Polish feminist, union organizer (1879-1962)

Anna Szelągowska, née Paradowska (20 July 1880 – May 1962), was a Polish feminist, union organizer and accountant.

==Life==
Anna Szelągowska was born on 20 July 1880 in Warsaw, capital of the Vistula Land (now Poland). She enrolled in the first private high school to accept women, the Commercial High School, and graduated in 1898. Forced to get a job after her father's death, she worked as an office clerk while studying at the Flying University (Uniwersytet Latający).

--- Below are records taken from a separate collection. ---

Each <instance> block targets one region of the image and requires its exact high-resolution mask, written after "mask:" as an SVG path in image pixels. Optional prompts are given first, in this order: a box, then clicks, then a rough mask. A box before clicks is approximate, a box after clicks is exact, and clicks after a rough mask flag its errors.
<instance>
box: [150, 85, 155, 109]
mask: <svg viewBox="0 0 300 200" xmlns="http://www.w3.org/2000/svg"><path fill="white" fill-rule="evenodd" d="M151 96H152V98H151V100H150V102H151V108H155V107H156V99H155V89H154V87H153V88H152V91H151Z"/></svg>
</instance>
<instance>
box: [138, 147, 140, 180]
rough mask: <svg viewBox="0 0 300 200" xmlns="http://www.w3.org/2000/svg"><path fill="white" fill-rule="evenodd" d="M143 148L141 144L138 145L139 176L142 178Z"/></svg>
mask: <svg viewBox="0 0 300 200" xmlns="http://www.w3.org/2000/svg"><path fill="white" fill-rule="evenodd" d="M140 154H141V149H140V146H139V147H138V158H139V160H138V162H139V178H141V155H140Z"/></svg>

Very little is known of her private life, but she married twice, her first husband being the bank clerk, Aleksander Hertz, later a film producer and director. Szelągowska spent World War I in Warsaw and worked for the Bank of the United Polish Territories from 1920 to 1926. She received the Golden Cross of Merit on 10 November 1931. In 1934, Szelągowska was appointed to the Auditing Commission of Warsaw's municipal government and then it appointed her to the Auditing Commission of the Municipal Savings Bank in 1936. She was elected to the Senate of Poland in 1938.

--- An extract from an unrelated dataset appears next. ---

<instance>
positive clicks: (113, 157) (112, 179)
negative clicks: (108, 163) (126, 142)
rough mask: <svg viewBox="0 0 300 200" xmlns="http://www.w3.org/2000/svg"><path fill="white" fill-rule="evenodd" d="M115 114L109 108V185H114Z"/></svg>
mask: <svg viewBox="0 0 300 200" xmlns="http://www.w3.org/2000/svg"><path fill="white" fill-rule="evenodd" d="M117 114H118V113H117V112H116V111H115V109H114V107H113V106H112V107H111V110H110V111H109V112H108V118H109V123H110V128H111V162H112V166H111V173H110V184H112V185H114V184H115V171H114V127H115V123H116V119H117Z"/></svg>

After World War II, Szelągowska moved to Wrocław and worked as a bookkeeper until 1950. In 1955, she was invited to Geneva, Switzerland, by the International Federation of Business and Professional Women. She lived there from 1959 to her death in May 1962.

==Activities==
Szelągowska became secretary of the Polish Women's Rights Association (Polskie Stowarzyszenie Równouprawnienia Kobiet) during the first decade of the 20th century and also worked for the Polish Socialist Party (Polska Partia Socjalistyczna) although she never formally joined. In 1905, she and her husband founded the Labor Union for Employees of Private Banking Institutions of the Kingdom of Poland (Związek Zawodowy Pracowników Prywatnych Instytucji Bankowych Królestwa Polskiego), the first such union in Poland.